Led by environmental consultancy Ocean Wise, it also found that about 73% of those fibres are polyester and resemble fibres used in clothing and textiles.
These findings, and others, are detailed in a scientific paper published in the international scientific journal Nature Communications.
Dr Peter Ross, a special advisor to Ocean Wise, a professor at the University of British Columbia and the lead author of the study, said: “The Arctic ocean, while distant to many of us, has long provided food and a way of life for Inuit communities.
“The study again underscores the vulnerability of the Arctic to environmental change and to pollutants transported from the south.
It also provides important baseline data that will guide policymakers in mitigation of microplastic pollution in the world’s oceans, with synthetic fibres emerging as a priority.”
Ocean Wise microplastic synthetic fibres ‘most comprehensive study’ ever undertaken in the Arctic
The research, led by Ocean Wise and enabled through collaborative support from Fisheries and Oceans Canada, represents the most comprehensive study of Arctic microplastics ever undertaken.
Ocean Wise analysed samples from 71 locations across the European and North American Arctic, including the North Pole.
The consultancy also looked at water samples up to a depth of 1,015 metres at six sites in the Beaufort Sea.
Based on this, the authors calculated the average concentration of microplastics to be around 40 microplastic particles per cubic metre.

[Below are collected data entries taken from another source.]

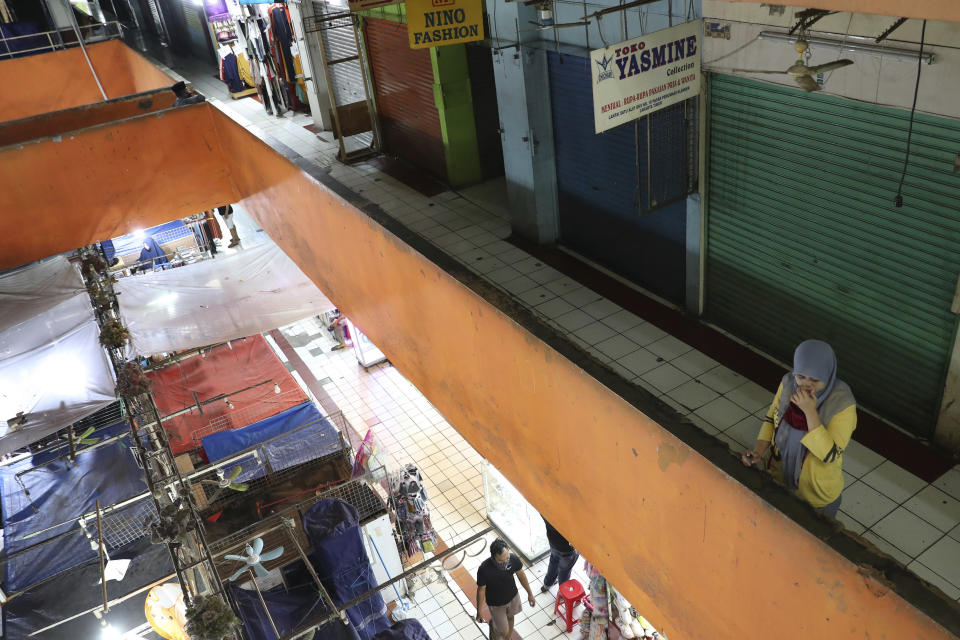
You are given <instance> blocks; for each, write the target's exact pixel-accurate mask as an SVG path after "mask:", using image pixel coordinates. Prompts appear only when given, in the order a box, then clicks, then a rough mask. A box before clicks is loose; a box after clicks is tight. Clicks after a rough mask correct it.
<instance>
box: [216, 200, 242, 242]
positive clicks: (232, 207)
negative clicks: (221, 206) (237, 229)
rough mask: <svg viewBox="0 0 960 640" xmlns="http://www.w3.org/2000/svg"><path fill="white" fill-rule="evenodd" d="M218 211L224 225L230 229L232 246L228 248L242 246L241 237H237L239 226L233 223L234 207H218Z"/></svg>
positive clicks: (228, 206) (228, 205)
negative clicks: (238, 244)
mask: <svg viewBox="0 0 960 640" xmlns="http://www.w3.org/2000/svg"><path fill="white" fill-rule="evenodd" d="M217 211H218V212H219V213H220V217H221V218H223V223H224V224H226V225H227V228H228V229H230V244H228V245H227V248H228V249H232V248H234V247H235V246H237V245H238V244H240V236H239V235H237V225H236V223H235V222H234V221H233V205H232V204H228V205H226V206H225V207H217Z"/></svg>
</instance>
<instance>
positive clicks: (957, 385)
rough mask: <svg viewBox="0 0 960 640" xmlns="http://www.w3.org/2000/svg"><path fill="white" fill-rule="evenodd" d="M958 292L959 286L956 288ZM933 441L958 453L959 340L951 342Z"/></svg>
mask: <svg viewBox="0 0 960 640" xmlns="http://www.w3.org/2000/svg"><path fill="white" fill-rule="evenodd" d="M957 290H958V292H960V285H958V288H957ZM957 298H960V293H958V295H957V296H955V298H954V309H955V310H957V309H958V301H957ZM933 439H934V440H935V441H936V442H937V444H939V445H942V446H944V447H946V448H947V449H949V450H951V451H954V452H960V340H957V338H956V337H955V338H954V340H953V354H952V355H951V356H950V369H949V370H947V380H946V382H945V383H944V386H943V400H941V401H940V416H939V417H938V418H937V426H936V428H935V429H934V432H933Z"/></svg>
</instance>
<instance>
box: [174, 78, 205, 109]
mask: <svg viewBox="0 0 960 640" xmlns="http://www.w3.org/2000/svg"><path fill="white" fill-rule="evenodd" d="M170 90H171V91H173V95H175V96H177V98H176V100H174V101H173V106H174V107H183V106H186V105H188V104H199V103H201V102H205V101H206V99H207V98H206V96H204V95H203V94H202V93H199V92H197V91H194V90H193V89H192V88H187V83H186V82H184V81H183V80H181V81H180V82H178V83H176V84H175V85H173V86H172V87H170Z"/></svg>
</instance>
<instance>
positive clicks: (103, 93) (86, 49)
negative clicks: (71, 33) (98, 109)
mask: <svg viewBox="0 0 960 640" xmlns="http://www.w3.org/2000/svg"><path fill="white" fill-rule="evenodd" d="M63 4H64V5H65V6H66V9H67V11H68V12H69V13H70V22H72V23H73V32H74V33H76V34H77V43H78V44H79V45H80V50H81V51H82V52H83V57H84V58H86V60H87V66H88V67H90V73H91V74H93V79H94V81H95V82H96V83H97V88H98V89H100V95H102V96H103V99H104V101H106V100H109V98H108V97H107V92H106V91H104V90H103V85H102V84H100V78H99V77H97V72H96V71H95V70H94V68H93V63H92V62H90V56H88V55H87V48H86V47H85V46H84V45H83V36H82V35H81V34H80V25H78V24H77V17H76V16H75V15H73V7H72V6H71V5H70V2H69V0H63Z"/></svg>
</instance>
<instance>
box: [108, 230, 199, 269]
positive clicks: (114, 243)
mask: <svg viewBox="0 0 960 640" xmlns="http://www.w3.org/2000/svg"><path fill="white" fill-rule="evenodd" d="M190 235H193V232H192V231H191V230H190V228H189V227H188V226H187V225H185V224H183V222H182V221H181V220H174V221H173V222H165V223H164V224H160V225H157V226H156V227H150V228H149V229H144V230H143V231H142V232H139V233H128V234H127V235H125V236H120V237H119V238H114V239H113V240H105V241H104V242H101V243H100V246H101V247H102V248H103V252H104V254H105V255H106V256H107V262H110V261H111V260H113V257H114V256H125V255H128V254H131V253H136V254H138V255H139V253H140V250H141V249H143V241H144V239H145V238H149V237H151V236H153V237H154V238H156V240H157V242H160V243H161V244H162V243H164V242H170V241H171V240H176V239H177V238H184V237H186V236H190Z"/></svg>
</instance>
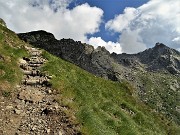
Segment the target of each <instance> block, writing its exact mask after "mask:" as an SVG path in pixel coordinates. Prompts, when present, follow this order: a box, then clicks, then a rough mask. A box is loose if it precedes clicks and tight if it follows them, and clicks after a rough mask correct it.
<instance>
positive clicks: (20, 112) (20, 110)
mask: <svg viewBox="0 0 180 135" xmlns="http://www.w3.org/2000/svg"><path fill="white" fill-rule="evenodd" d="M21 112H22V110H18V109H15V110H14V113H15V114H18V115H19V114H21Z"/></svg>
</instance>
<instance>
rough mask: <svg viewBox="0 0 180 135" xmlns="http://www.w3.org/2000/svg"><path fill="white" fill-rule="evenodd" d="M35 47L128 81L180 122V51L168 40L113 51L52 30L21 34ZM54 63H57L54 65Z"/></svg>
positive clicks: (87, 69)
mask: <svg viewBox="0 0 180 135" xmlns="http://www.w3.org/2000/svg"><path fill="white" fill-rule="evenodd" d="M18 36H19V38H20V39H22V40H24V41H26V42H29V43H30V44H32V45H34V46H35V47H39V48H43V49H45V50H47V51H48V52H50V53H51V54H54V55H56V56H58V57H61V58H63V59H64V60H67V61H69V62H71V63H73V64H75V65H77V66H79V67H81V68H83V69H84V70H86V71H88V72H90V73H92V74H94V75H97V76H100V77H103V78H105V79H110V80H112V81H127V82H129V83H130V84H131V85H132V87H133V88H134V91H133V94H134V95H135V96H138V98H140V99H141V101H143V102H144V103H146V104H147V105H148V106H150V107H151V108H153V109H154V110H155V111H157V112H161V113H163V114H165V115H166V116H167V118H169V119H172V120H173V121H175V122H176V123H177V124H180V111H179V110H180V109H179V108H180V106H179V104H178V101H179V91H180V77H179V76H180V53H179V52H178V51H176V50H174V49H171V48H169V47H167V46H165V45H164V44H161V43H157V44H156V45H155V47H153V48H150V49H147V50H145V51H143V52H140V53H138V54H125V53H123V54H115V53H112V54H110V53H109V52H108V51H107V50H106V49H105V48H104V47H98V48H97V49H94V48H93V46H91V45H87V44H83V43H81V42H79V41H78V42H77V41H74V40H72V39H61V40H57V39H55V38H54V36H53V35H52V34H51V33H47V32H45V31H34V32H29V33H21V34H18ZM52 66H53V65H52Z"/></svg>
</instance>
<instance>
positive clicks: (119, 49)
mask: <svg viewBox="0 0 180 135" xmlns="http://www.w3.org/2000/svg"><path fill="white" fill-rule="evenodd" d="M87 42H88V44H90V45H93V46H94V47H95V48H97V47H98V46H104V47H105V48H106V49H107V50H108V51H109V52H110V53H112V52H115V53H117V54H119V53H122V49H121V45H120V44H119V43H114V42H111V41H108V42H105V41H104V40H103V39H102V38H101V37H91V38H90V39H89V40H88V41H87Z"/></svg>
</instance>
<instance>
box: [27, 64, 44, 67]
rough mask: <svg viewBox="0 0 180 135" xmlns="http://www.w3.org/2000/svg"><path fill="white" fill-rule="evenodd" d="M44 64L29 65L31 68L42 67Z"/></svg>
mask: <svg viewBox="0 0 180 135" xmlns="http://www.w3.org/2000/svg"><path fill="white" fill-rule="evenodd" d="M41 65H42V64H28V66H30V67H40V66H41Z"/></svg>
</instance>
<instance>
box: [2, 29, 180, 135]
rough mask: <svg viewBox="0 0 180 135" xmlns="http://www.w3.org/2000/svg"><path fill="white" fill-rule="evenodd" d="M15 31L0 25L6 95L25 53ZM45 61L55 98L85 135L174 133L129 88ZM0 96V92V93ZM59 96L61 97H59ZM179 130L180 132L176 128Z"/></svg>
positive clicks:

They also observed almost three times more microplastic particles in the eastern Arctic compared to the western Arctic, suggesting that new polyester fibres are being delivered to the eastern Arctic Ocean by currents from the Atlantic.

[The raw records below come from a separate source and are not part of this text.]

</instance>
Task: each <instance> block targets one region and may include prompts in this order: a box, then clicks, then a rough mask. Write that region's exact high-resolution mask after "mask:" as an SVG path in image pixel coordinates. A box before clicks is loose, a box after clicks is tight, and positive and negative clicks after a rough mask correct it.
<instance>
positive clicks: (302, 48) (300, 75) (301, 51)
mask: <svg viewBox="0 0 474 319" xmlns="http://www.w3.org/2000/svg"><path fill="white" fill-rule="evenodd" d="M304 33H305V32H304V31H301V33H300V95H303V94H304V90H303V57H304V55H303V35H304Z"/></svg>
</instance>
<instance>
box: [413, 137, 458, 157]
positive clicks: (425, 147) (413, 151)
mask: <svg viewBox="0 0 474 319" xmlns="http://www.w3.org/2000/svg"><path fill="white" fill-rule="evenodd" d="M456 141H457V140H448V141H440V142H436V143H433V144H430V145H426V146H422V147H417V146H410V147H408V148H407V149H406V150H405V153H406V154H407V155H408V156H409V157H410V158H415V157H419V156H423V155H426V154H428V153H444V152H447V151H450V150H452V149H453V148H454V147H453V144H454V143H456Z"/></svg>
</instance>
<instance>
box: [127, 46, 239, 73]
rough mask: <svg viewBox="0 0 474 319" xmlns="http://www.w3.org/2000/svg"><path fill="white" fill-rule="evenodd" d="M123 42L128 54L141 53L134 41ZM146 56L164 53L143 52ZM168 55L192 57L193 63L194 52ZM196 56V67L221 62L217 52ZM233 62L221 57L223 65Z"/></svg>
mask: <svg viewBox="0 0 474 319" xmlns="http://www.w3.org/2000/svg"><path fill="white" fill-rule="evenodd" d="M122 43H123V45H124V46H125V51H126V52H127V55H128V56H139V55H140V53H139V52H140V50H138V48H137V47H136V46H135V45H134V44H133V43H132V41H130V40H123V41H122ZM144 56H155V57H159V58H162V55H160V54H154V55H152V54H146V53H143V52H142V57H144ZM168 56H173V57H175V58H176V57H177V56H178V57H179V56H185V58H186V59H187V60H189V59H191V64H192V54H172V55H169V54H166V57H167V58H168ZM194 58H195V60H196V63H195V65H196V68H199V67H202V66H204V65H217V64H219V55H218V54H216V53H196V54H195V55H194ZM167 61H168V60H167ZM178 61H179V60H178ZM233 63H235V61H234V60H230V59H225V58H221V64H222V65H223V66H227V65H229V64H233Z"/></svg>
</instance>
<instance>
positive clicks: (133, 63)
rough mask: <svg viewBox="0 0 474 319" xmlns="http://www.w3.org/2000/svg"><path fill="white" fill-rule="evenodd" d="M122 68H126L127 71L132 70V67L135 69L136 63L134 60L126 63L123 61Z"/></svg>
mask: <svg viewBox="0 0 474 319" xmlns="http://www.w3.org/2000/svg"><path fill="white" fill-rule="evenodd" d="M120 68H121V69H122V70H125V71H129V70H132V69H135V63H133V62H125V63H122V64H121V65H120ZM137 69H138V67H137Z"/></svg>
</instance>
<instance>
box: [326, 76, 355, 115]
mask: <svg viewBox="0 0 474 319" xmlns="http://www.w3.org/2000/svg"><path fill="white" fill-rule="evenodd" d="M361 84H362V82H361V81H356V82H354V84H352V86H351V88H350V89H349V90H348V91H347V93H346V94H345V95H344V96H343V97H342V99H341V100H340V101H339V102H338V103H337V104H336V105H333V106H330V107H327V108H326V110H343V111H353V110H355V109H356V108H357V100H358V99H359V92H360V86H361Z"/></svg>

The research highlights the role that textiles, laundry and wastewater discharge has in the contamination of the world’s oceans.

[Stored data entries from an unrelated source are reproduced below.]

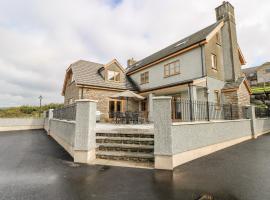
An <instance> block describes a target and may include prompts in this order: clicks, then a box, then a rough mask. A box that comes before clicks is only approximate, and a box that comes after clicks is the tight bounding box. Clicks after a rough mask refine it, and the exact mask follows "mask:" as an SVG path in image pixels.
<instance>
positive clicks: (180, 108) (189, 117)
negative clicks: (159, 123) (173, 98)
mask: <svg viewBox="0 0 270 200" xmlns="http://www.w3.org/2000/svg"><path fill="white" fill-rule="evenodd" d="M236 119H247V107H246V106H239V105H233V104H219V103H214V102H207V101H191V100H189V99H177V100H174V101H172V120H173V121H182V122H190V121H210V120H236Z"/></svg>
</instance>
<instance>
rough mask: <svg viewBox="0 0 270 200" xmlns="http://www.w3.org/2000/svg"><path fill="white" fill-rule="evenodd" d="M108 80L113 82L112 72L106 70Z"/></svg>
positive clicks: (112, 71)
mask: <svg viewBox="0 0 270 200" xmlns="http://www.w3.org/2000/svg"><path fill="white" fill-rule="evenodd" d="M108 80H109V81H113V80H114V71H110V70H108Z"/></svg>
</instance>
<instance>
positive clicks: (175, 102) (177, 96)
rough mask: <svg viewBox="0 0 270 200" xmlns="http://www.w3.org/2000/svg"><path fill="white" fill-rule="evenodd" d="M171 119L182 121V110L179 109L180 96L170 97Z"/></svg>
mask: <svg viewBox="0 0 270 200" xmlns="http://www.w3.org/2000/svg"><path fill="white" fill-rule="evenodd" d="M172 119H173V120H181V119H182V109H181V96H180V95H177V96H173V97H172Z"/></svg>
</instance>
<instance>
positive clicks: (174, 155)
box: [153, 97, 270, 170]
mask: <svg viewBox="0 0 270 200" xmlns="http://www.w3.org/2000/svg"><path fill="white" fill-rule="evenodd" d="M153 101H154V131H155V152H154V154H155V168H157V169H168V170H172V169H173V168H174V167H176V166H178V165H181V164H184V163H186V162H189V161H191V160H194V159H196V158H199V157H202V156H205V155H208V154H210V153H213V152H215V151H218V150H221V149H224V148H227V147H230V146H232V145H235V144H238V143H240V142H243V141H246V140H249V139H252V138H256V137H257V136H258V135H260V134H264V133H267V132H270V119H256V118H255V109H254V107H253V106H250V107H248V109H247V114H248V117H249V119H241V120H223V121H204V122H186V123H183V122H182V123H181V122H177V123H172V120H171V98H169V97H155V98H153Z"/></svg>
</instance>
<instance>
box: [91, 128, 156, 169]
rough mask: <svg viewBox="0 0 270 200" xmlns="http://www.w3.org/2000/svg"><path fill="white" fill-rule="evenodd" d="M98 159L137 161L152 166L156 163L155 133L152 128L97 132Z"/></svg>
mask: <svg viewBox="0 0 270 200" xmlns="http://www.w3.org/2000/svg"><path fill="white" fill-rule="evenodd" d="M96 143H97V149H96V157H97V159H102V160H108V161H118V163H123V164H125V163H136V165H138V166H147V167H152V166H153V164H154V133H153V130H152V129H119V130H117V131H116V130H114V131H102V132H97V133H96Z"/></svg>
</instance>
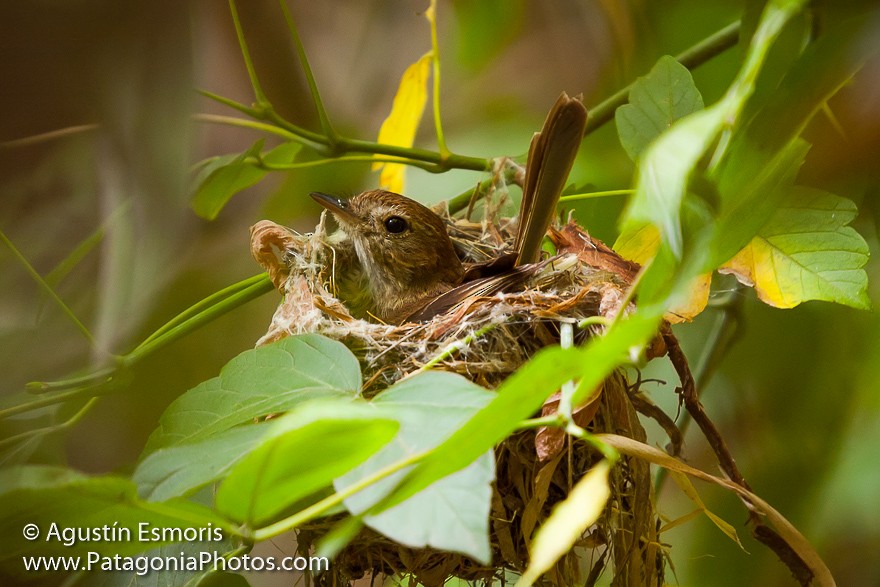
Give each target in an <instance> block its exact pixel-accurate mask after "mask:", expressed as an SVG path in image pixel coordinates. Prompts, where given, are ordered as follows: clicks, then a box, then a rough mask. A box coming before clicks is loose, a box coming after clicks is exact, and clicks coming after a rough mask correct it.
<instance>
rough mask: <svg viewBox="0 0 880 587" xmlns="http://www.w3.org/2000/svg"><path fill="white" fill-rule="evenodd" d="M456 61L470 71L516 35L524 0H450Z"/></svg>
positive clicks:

Dr Anna Posacka, the co-author of the study and research manager of the Ocean Wise Plastics Lab, said: “Ocean Wise continues to be at the forefront of solution-oriented ocean microplastic research in partnership with the apparel and retail sectors, government agencies, and the Arctic Inuit and Inuvialuit communities.
“Reducing fibre releases from textiles represents a significant opportunity to curb marine microfibre pollution.
“And together with Ocean Wise’s Microfiber Partnership, some forward-looking companies and initiatives are looking for ways to address this problem.”